Manhattan District Attorney Alvin Bragg submitted a brief on Thursday addressing former President Donald Trump attempt to overturn his 34 felony convictions.
In late May, Donald Trump was convicted on 34 counts of falsifying business records, linked to hush money payments made to adult film actress Stormy Daniels before the 2016 presidential election. Daniels claims she had a sexual encounter with Trump in 2006, which Trump denies. The former president Donald Trump has consistently asserted his innocence, alleging the case is politically motivated.
Following a pivotal U.S. Supreme Court ruling on July 1, which clarified that former presidents are immune for official acts conducted while in office but not for unofficial acts, Trump’s legal team sought to dismiss the indictment and nullify the jury’s verdicts in the hush-money case. In a July 10 filing, Trump’s lawyers argued that the prosecution relied on evidence and testimony that the Supreme Court’s ruling deemed inadmissible. They wrote: “Because of the implications for the institution of the Presidency, the use of official-acts evidence was a structural error under the federal Constitution that tainted [Bragg’s] grand jury proceedings as well as the trial.”
Bragg, in his brief, requested the court deny Donald Trump’s motion, arguing that the criminal charges pertain to Trump’s unofficial actions, which are not protected by immunity.
He further contended that while the Supreme Court’s decision restricts the use of certain evidence related to a president’s official actions, it does not apply to Trump’s case involving hush money payments.

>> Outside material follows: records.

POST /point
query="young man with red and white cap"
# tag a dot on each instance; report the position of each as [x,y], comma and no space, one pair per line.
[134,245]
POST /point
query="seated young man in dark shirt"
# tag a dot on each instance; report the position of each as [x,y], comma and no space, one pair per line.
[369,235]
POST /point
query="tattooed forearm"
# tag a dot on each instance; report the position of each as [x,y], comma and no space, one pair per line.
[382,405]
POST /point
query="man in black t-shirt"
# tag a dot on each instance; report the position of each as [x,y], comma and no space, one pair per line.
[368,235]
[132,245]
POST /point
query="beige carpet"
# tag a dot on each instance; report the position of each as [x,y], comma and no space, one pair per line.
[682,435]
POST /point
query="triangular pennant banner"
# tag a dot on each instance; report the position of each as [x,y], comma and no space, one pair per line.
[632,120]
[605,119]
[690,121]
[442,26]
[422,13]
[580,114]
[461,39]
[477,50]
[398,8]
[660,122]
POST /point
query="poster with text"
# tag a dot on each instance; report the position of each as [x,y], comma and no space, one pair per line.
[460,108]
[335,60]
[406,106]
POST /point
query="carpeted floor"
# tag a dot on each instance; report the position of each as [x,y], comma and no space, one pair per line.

Bragg noted that Trump “failed to preserve an objection on immunity grounds to most of the evidence” now being contested. He also emphasized that all the evidence Trump disputes either pertained entirely to unofficial conduct or involved official conduct where any presumption of immunity has been rebutted.
Moreover, Bragg argued that even if all the contested evidence were excluded, “there would still be no basis for overturning the verdict because of the overwhelming evidence of the defendant’s guilt.” He highlighted that the disputed evidence constituted “only a sliver of the mountains of testimony and documentary proof that the jury considered in finding him guilty of all 34 felony charges beyond a reasonable doubt.”

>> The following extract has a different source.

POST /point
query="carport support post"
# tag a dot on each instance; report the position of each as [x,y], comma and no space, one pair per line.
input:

Newsweek reached out to Trump’s attorney and Bragg’s office for comment on Thursday afternoon.
CNN legal analyst Norm Eisen, who served as special counsel to the House Judiciary Committee during Trump’s first impeachment, described Bragg’s brief as “devastating” for Trump on X, formerly known as Twitter, on Thursday afternoon.
Eisen had previously argued on X that Trump’s efforts to overturn his convictions “won’t work,” noting that Trump’s lawyers had already unsuccessfully attempted to use the presidential immunity argument during pre-trial proceedings.